VIDEO: Warga Sipil Kembali ke ‘Kehidupan Normal’ di Aleppo Timur

Meski puing-puing bangunan masih tampak di sana-sini, mengingatkan pertempuran sengit yang sempat memaksa sejumlah warga meninggalkan tempat tinggal mereka, kini para warga mulai kembali ke rumah mereka.

Meski puing-puing bangunan masih tampak di sana-sini, mengingatkan pertempuran sengit yang sempat memaksa sejumlah warga meninggalkan tempat tinggal mereka, kini para warga mulai kembali ke rumah mereka.

Alla Shadrova, Spike Rogers
Pedagang sudah mulai berjualan roti dan rokok, mobil lalu-lalang di jalan.

Dua minggu setelah pembebasan permukiman Alshaar di Aleppo Timur oleh Tentara Suriah, kehidupan warga sipil secara bertahap kembali seperti semula. Semakin banyak warga lokal yang kembali menjalani kehidupan di sudut-sudut kota yang hancur lebur sementara mesin-mesin berat membersihkan reruntuhan di kota tersebut, demikian dilaporkanRT.

Kehidupan di kota Aleppo mulai berangsur normal setelah kota tersebut dibebaskan dari para teroris dan pemberontak. Sumber: Ruptly TV / YouTube

Meski puing-puing bangunan masih tampak di sana-sini, mengingatkan pertempuran sengit yang sempat memaksa sejumlah warga meninggalkan tempat tinggal mereka, kini para warga mulai kembali ke rumah mereka. Bahkan, sudah ada toko kecil yang buka untuk menjual roti dan rokok di pinggir jalan, sementara mobil-mobil mulai melaju di jalan raya.

"Situasinya baik. Orang-orang sudah kembali. Kini kami sudah aman dan situasi sudah stabil. Diberkatilah Tentara Suriah dan pemerintah kami dan Presiden Bashar Assad,” kata salah seorang pedagang yang baru kembali ke permukiman tersebut minggu lalu pada media Rusia Ruptly.

Seorang pemuda di toko sebelah, yang menjual rokok dan makanan ringan, sudah kembali sejak dua minggu lalu.

"Banyak orang yang kembali ke rumah mereka dan toko-toko mulai buka untuk menjual sayuran dan barang-barang kebutuhan lainnya," kata sang pemuda pada Ruptly.

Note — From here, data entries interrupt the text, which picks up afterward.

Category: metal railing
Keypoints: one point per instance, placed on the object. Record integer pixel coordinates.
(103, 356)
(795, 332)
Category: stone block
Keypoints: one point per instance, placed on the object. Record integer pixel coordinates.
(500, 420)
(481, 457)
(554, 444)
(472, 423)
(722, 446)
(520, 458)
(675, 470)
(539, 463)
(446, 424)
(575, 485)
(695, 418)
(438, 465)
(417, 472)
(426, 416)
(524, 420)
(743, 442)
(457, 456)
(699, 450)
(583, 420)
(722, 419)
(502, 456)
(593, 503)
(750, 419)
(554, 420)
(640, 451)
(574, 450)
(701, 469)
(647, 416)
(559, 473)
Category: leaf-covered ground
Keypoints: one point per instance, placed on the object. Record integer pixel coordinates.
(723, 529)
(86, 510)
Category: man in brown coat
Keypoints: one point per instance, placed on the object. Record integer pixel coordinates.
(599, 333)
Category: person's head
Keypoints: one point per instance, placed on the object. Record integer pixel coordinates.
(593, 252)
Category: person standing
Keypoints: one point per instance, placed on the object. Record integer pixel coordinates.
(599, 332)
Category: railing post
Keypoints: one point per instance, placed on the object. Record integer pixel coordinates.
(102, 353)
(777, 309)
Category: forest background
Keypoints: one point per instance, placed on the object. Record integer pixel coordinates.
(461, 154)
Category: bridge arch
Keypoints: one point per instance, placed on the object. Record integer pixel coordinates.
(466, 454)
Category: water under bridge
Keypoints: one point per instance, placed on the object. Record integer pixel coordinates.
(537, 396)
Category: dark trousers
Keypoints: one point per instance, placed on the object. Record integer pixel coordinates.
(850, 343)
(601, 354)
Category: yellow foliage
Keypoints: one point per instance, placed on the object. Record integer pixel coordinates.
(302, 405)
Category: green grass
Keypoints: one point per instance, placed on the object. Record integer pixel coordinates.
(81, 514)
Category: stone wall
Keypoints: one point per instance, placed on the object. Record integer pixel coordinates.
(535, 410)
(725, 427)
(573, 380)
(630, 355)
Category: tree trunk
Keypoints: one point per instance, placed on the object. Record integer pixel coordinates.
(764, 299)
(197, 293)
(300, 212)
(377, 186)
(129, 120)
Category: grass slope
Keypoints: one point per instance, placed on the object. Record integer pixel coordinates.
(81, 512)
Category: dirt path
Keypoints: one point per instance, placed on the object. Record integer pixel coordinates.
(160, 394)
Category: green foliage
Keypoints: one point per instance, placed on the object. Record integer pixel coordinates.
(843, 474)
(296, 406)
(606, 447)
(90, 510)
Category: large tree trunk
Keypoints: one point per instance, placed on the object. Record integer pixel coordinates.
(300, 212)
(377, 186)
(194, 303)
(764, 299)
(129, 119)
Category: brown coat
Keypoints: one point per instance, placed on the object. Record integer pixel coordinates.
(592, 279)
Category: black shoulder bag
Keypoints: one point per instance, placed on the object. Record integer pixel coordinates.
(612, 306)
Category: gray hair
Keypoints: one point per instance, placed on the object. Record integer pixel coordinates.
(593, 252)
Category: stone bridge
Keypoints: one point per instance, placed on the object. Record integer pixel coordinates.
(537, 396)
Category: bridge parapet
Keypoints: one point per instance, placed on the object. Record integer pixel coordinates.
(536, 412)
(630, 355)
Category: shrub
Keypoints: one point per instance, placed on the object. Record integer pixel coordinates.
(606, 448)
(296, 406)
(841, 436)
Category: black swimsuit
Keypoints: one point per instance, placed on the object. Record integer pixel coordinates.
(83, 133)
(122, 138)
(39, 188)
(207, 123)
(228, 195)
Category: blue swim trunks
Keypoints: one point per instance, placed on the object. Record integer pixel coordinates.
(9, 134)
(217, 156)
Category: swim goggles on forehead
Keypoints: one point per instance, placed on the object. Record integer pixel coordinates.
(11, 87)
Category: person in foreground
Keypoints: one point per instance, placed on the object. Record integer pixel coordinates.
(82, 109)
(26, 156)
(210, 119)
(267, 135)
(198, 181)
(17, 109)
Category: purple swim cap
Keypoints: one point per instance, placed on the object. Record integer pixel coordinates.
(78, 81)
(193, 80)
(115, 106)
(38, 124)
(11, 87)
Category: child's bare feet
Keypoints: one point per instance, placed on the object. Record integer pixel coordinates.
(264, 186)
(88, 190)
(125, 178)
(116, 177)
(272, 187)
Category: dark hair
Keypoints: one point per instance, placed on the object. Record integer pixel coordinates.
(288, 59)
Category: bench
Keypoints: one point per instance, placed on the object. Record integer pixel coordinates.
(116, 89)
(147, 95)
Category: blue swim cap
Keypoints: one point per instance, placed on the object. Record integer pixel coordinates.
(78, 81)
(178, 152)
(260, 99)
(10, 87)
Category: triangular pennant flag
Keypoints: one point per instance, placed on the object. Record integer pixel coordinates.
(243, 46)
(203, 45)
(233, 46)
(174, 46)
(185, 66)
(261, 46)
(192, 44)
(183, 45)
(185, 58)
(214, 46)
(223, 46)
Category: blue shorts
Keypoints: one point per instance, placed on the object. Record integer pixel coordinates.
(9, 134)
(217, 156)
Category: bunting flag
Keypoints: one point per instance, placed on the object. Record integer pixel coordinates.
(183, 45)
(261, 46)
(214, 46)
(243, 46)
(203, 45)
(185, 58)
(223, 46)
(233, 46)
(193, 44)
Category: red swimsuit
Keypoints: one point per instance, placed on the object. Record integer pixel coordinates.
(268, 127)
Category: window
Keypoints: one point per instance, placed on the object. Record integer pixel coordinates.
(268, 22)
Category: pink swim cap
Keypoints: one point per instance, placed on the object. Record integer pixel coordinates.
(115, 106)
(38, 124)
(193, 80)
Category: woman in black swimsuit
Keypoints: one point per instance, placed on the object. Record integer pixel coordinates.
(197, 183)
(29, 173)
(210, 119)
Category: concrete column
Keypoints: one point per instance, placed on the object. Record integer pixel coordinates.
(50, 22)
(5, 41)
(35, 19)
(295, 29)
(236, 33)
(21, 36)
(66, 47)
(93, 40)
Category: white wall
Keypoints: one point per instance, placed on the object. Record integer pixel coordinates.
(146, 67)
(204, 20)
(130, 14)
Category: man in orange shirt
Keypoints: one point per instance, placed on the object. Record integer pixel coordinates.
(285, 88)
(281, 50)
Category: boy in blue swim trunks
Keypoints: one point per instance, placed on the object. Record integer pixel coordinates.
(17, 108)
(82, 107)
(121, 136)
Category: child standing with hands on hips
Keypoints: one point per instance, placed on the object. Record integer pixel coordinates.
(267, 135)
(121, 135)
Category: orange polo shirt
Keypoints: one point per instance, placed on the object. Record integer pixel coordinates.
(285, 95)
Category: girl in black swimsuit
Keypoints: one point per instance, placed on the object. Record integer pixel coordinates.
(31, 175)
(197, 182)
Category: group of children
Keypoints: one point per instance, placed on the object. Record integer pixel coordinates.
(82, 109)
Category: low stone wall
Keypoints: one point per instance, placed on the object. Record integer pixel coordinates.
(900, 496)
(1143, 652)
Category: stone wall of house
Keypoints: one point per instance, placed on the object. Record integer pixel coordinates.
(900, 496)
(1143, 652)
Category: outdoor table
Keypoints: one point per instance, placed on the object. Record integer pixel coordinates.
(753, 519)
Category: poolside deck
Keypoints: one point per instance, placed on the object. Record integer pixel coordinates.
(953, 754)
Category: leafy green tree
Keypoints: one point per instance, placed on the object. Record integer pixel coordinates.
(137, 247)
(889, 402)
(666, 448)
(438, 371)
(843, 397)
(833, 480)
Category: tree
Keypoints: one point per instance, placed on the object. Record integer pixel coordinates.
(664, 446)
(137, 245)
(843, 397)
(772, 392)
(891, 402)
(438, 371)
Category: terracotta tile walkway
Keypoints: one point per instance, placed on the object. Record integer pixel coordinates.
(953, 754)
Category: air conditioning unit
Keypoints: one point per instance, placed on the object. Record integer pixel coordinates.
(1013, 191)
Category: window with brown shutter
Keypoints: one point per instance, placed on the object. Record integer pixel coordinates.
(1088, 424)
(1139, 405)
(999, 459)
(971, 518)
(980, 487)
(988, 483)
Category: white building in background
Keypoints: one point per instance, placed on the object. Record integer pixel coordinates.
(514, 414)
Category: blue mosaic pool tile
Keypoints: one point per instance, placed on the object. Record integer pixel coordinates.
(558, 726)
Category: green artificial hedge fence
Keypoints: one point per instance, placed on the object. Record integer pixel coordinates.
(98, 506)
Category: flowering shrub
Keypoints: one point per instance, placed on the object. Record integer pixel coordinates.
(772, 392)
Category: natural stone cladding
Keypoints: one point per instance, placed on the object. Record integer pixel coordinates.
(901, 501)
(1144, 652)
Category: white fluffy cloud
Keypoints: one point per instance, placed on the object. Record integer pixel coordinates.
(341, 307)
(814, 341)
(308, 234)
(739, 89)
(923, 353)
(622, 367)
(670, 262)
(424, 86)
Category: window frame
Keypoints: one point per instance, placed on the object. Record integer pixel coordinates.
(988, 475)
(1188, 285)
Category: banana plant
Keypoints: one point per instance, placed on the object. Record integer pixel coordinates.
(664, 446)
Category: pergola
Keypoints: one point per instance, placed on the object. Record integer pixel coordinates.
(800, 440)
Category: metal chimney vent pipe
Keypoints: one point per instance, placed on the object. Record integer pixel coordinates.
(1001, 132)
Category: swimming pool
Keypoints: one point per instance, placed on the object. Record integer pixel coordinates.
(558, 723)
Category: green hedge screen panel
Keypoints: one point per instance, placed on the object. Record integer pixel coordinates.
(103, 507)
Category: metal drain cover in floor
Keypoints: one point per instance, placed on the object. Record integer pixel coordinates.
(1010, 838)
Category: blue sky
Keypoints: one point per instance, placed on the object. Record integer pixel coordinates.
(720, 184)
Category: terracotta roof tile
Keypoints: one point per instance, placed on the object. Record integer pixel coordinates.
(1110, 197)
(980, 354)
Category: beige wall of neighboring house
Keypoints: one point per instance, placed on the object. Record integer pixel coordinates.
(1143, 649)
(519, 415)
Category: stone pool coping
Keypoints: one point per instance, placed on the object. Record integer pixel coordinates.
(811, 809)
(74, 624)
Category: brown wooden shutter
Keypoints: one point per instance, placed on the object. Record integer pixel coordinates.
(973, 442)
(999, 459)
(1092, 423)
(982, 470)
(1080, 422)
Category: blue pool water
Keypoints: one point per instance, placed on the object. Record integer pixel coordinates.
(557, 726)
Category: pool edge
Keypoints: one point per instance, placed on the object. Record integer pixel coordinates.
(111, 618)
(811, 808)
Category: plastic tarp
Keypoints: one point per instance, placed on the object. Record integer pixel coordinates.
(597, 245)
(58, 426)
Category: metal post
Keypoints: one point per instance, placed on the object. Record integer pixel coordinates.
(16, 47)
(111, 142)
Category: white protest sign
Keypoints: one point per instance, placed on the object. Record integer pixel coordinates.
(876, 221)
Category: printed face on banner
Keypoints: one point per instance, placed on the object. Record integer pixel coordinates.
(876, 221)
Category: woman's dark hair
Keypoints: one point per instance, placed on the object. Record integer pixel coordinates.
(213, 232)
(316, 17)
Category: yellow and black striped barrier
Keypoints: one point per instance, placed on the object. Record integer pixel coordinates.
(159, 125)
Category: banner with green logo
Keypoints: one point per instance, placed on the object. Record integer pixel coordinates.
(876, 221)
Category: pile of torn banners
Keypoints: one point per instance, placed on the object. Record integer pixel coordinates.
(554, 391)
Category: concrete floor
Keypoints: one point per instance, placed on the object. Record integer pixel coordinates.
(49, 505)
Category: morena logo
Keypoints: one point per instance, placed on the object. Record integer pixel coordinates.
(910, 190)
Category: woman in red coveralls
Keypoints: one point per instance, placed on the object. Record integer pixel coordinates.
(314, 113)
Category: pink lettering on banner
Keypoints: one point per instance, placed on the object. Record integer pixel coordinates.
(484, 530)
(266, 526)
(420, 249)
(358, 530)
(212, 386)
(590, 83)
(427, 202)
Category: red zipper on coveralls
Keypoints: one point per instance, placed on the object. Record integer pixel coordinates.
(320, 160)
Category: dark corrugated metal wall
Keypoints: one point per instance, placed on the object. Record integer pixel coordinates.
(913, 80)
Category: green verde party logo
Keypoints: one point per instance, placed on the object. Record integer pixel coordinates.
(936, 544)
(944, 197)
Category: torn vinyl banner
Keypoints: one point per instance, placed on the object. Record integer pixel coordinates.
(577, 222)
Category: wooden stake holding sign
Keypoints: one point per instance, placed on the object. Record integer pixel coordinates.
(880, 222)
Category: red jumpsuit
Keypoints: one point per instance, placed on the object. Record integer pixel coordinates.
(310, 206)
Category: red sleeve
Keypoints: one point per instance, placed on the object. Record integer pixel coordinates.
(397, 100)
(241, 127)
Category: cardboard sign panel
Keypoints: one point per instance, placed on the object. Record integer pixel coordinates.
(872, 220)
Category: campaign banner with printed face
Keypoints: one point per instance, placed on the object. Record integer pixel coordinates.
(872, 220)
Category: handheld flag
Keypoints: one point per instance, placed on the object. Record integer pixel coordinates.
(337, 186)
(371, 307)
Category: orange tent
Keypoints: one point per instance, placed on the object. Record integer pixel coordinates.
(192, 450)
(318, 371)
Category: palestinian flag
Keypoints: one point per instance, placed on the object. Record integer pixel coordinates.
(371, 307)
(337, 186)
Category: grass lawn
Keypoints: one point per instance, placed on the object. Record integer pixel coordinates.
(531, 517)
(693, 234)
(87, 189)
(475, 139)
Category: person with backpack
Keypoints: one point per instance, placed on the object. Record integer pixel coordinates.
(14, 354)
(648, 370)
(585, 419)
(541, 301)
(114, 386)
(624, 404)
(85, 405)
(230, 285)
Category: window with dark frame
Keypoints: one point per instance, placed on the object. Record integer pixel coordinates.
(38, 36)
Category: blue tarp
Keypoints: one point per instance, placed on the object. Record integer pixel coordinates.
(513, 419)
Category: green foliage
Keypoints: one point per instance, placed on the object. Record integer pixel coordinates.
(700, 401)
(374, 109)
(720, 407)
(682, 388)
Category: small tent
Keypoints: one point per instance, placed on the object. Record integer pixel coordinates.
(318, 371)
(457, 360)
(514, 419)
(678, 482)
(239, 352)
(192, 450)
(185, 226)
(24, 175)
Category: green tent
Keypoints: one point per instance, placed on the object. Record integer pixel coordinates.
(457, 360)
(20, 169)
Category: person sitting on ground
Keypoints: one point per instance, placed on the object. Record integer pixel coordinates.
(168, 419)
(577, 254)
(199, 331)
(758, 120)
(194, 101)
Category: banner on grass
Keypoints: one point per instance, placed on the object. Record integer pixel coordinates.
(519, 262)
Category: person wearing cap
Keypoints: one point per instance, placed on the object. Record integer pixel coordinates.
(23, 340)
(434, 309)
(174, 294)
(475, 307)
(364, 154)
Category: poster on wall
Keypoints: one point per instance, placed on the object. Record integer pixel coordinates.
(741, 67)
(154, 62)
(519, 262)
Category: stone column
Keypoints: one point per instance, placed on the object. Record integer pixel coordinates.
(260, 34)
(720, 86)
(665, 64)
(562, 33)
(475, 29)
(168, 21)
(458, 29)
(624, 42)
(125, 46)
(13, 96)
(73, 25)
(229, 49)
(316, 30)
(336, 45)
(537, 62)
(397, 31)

Ia mulai bekerja di pasar yang sudah diperbaiki hanya beberapa hari setelah area tersebut bersih dari para milisi.

Sebelumnya, penduduk lokal di daerah lain Aleppo juga menceritakan bagaimana perjuangan mereka saat berada di bawah kuasa pemberontak dan bagaimana perasaan mereka kini setelah kotanya dibebaskan.

Penduduk setempat mengaku lega setelah para pemberontak pergi.

"Mereka membuat kami kelaparan, kami sangat sengsara. Saya menangis siang dan malam," kata seorang nenek. "Saat para teroris ada di sini, para dokter hanya merawat mereka dan tak pernah membantu masyarakat."

Seorang ibu juga mengaku bersyukur kota Aleppo telah dibebaskan. "Kami sudah lelah dengan kehadiran para milisi dan serangan teror mereka. Saya harap mereka tak akan pernah kembali lagi," katanya pada RT.

Hak cipta milik Rossiyskaya Gazeta.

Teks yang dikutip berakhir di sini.